Ahora, por fin, se acercaba al final del trayecto. La estrecha carretera que conducía al mar era muy poco transitada, salvo en los fines de semana de verano, y en ese momento era la única conductora. El camino se extendía ante ella, pálido, sombrío y ligeramente siniestro a la luz mortecina del atardecer. Como siempre que viajaba a Saint Anselm, la asaltó la sensación de que avanzaba hacia una costa que se desmoronaba, indómita, misteriosa y aislada en el tiempo y el espacio.
Cuando torció hacia el norte por el camino que llevaba al seminario, y las altas chimeneas y el campanario aparecieron con su amenazadora negrura recortada contra el oscuro cielo, avistó una figura baja que caminaba con dificultad unos cincuenta metros más adelante y reconoció al padre John Betterton.
Emma frenó y bajó la ventanilla.
– ¿Lo llevo, padre? -preguntó.
El sacerdote parpadeó, como si no la reconociese. Luego esbozó su sonrisa característica, dulce e infantil.

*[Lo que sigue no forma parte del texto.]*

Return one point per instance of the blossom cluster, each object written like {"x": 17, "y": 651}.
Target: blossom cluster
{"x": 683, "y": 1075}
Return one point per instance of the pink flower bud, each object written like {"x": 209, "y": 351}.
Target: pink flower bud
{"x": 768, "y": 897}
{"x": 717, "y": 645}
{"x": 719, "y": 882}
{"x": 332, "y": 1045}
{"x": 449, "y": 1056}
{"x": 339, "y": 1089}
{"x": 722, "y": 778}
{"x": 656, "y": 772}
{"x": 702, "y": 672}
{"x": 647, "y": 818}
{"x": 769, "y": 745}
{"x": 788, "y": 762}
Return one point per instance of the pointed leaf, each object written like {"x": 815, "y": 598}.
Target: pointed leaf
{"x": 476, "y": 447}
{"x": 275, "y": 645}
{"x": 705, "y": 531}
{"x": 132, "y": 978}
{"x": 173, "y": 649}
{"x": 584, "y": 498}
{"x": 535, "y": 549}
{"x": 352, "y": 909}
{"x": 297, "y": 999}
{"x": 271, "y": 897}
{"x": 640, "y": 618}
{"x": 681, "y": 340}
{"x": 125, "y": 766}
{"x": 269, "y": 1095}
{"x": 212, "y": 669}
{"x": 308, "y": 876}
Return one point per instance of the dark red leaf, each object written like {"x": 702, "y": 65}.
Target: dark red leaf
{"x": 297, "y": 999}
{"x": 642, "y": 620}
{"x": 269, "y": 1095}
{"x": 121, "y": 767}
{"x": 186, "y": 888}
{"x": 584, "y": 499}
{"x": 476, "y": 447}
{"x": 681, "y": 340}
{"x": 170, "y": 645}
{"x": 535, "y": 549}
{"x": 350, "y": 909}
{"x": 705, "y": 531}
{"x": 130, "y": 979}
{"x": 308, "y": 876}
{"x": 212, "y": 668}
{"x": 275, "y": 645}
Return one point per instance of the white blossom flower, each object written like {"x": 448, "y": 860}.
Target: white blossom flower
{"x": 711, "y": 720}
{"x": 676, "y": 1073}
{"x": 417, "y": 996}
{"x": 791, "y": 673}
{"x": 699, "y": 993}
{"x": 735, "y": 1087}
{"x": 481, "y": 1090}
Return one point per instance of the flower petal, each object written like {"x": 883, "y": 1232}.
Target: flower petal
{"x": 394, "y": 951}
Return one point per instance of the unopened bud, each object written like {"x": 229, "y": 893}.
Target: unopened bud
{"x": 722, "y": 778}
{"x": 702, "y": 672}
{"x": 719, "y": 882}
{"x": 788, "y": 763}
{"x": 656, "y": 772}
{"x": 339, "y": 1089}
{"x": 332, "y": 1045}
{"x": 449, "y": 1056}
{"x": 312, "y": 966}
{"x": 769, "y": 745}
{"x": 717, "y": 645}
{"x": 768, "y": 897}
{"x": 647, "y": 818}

– Ah, Emma. Gracias, gracias. Me harías un gran favor. Salí a dar un paseo por la laguna y he andando más de lo previsto.

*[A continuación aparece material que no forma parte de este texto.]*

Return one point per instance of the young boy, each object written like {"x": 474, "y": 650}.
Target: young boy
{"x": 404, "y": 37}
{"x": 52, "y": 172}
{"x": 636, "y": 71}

Llevaba un grueso abrigo de tweed y unos prismáticos colgados del cuello. Subió al coche, y con él, impregnado en el tweed, entró el olor acre del agua salobre.
– ¿Ha tenido suerte con los pájaros, padre?
– Sólo he visto a los habituales en invierno.
Guardaron un cordial silencio. Durante un breve período, a Emma le había costado sentirse cómoda con el padre John. Eso había ocurrido tres años atrás, después de que Raphael le contara que el sacerdote había estado en la cárcel.
– Si no te enteras aquí -había dicho-, es muy posible que te lo digan en Cambridge, y prefiero que lo oigas de mi boca. El padre John confesó que había abusado de un par de niños que cantaban en el coro. Ése es el término que emplearon, pero yo dudo que se tratase de una agresión sexual. Lo sentenciaron a tres años de prisión.
– No sé mucho de leyes, pero parece una sentencia excesiva -había opinado Emma.
– No fue sólo por los niños. Un sacerdote de una parroquia vecina, Matthew Crampton, se ocupó de buscar más pruebas contra él y llevó a declarar a tres jóvenes, que acusaron al padre John de barbaridades aún peores. Según ellos, los abusos deshonestos que habían sufrido en la infancia los habían condenado al paro, la infelicidad, la delincuencia y la vida marginal. Mintieron, pero de todas maneras el padre John se declaró culpable. Tenía sus razones.
Aunque no estaba segura de compartir la fe de Raphael en la inocencia del padre John, Emma sentía una profunda compasión por él. Parecía un hombre aislado en un mundo propio, empeñado en proteger el núcleo de una personalidad vulnerable, como si llevase en su interior un objeto frágil, susceptible de quebrarse con la menor sacudida. Siempre se mostraba cortés y afable, y Emma sólo había atisbado su íntima angustia en las pocas ocasiones en que lo había mirado a los ojos; entonces había tenido que volver la cabeza. Quizás él también llevara una carga de culpa. En parte, Emma habría preferido que Raphael no le hubiese contado nada. No acertaba a imaginar la vida del sacerdote en la cárcel. ¿Qué clase de hombre se sometería por propia voluntad a ese infierno?, se preguntó. Y su vida en Saint Anselm no debía de ser fácil. Ocupaba un apartamento privado en la tercera planta, con una hermana soltera que, con un poco de benevolencia, podría calificarse de excéntrica. Aunque en las escasas ocasiones en que los había visto juntos Emma había notado que el padre John adoraba a la mujer, quizás el amor no significase para él un consuelo, sino una carga adicional.